Hello to all of Ava’s friends! We’ve been having a great Summer! She’s been staying healthy and having a lot of pool fun. She is very active and always keeping busy.
HUGE news in our family is that my Sister had twins in June and they are so neat to watch and love. Ava adores my Sister as almost her second Mother so naturally her babies are like new siblings for her. She wasn’t happy to learn she couldn’t visit them at the hospital so when they came home Ava was VERY excited to finally be able to hold them after 4 LONG days!
Okay just one more of these two Cuties…
Ava had a gastroenterologist (This is a doctor that specializes in treating ailments of the stomach, esophagus, small intestine, colon, rectum, gall bladder, liver, bile ducts and pancreas.) appointment yesterday. She was so happy to see Ava doing so well. She is in the 90th percentile for her height and 25th percentile for her weight. Normally this is not a good percentage for weight but with a CDH child this is very good. Most diaphragmatic hernia children have a hard time gaining or maintaining their weight so them even being “on” the chart is a great thing!! She is still on 30 MG’s of Prevacid a day and she can take Zantac as needed for tummy upsets. She’s been on this dose and regimen for several years now and it’s working well. Doctor says if things are going well we should keep doing what we are doing! Sounds perfect to me. Whenever we have an appointment at Iowa Children’s it brings me back to her “bad days”. I’m just so humbled that was are where we are today. Who would have even imagined she would have no longing side effects to all her CDH issues. (Besides getting colds and her lungs fighting a little harder she’s pretty ‘normal’.) And this is so AMAZING to me. She now weighs 45 pounds and is 4 feet 2 inches tall.

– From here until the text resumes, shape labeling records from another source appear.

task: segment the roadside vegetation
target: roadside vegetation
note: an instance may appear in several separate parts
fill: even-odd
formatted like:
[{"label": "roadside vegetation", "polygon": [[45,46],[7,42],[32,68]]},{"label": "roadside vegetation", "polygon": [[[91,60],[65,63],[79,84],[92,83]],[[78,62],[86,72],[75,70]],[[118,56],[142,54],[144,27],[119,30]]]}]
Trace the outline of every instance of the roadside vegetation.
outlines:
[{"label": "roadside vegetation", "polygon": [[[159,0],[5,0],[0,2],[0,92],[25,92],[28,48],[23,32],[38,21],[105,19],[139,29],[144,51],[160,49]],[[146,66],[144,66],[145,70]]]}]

She’s not wanting me to talk about her medical issues anymore even to doctors. If I start talking about her medical past she asks me to “please stop talking about me, Mom.” It makes me happy that she seems over it! We just continue to pray that this is all there is…
They are building a new Children’s Hospital in Iowa and we love checking out the progress each time we have an appointment. The new hospital is going where the old parking garage was and it is going to be so nice. I’m hoping we will never take advantage of it. To get to the doctor’s office you have to go through a long see through bridge. It is pretty cool so of course we have to stop and take pictures.
Here is Ava and I a few days ago. Lexis and Emeline were gone with friends so her and I had some alone time for a few days. She is such a ham and doesn’t mind taking pictures so I asked her if she’d take one with me. I always cherish any pictures with my girls.
The Summer is going by so fast. We have to register Ava for first grade on Friday. She’s already excited to go back to see her friends. Lexis will be a Sophomore and Emeline will be in Eighth grade this year. Time is flying!
Thanks for dropping by and please continue to pray for Ava. We love that she still has so many followers and that so many of you care about her. She’s our little Aya-Baya!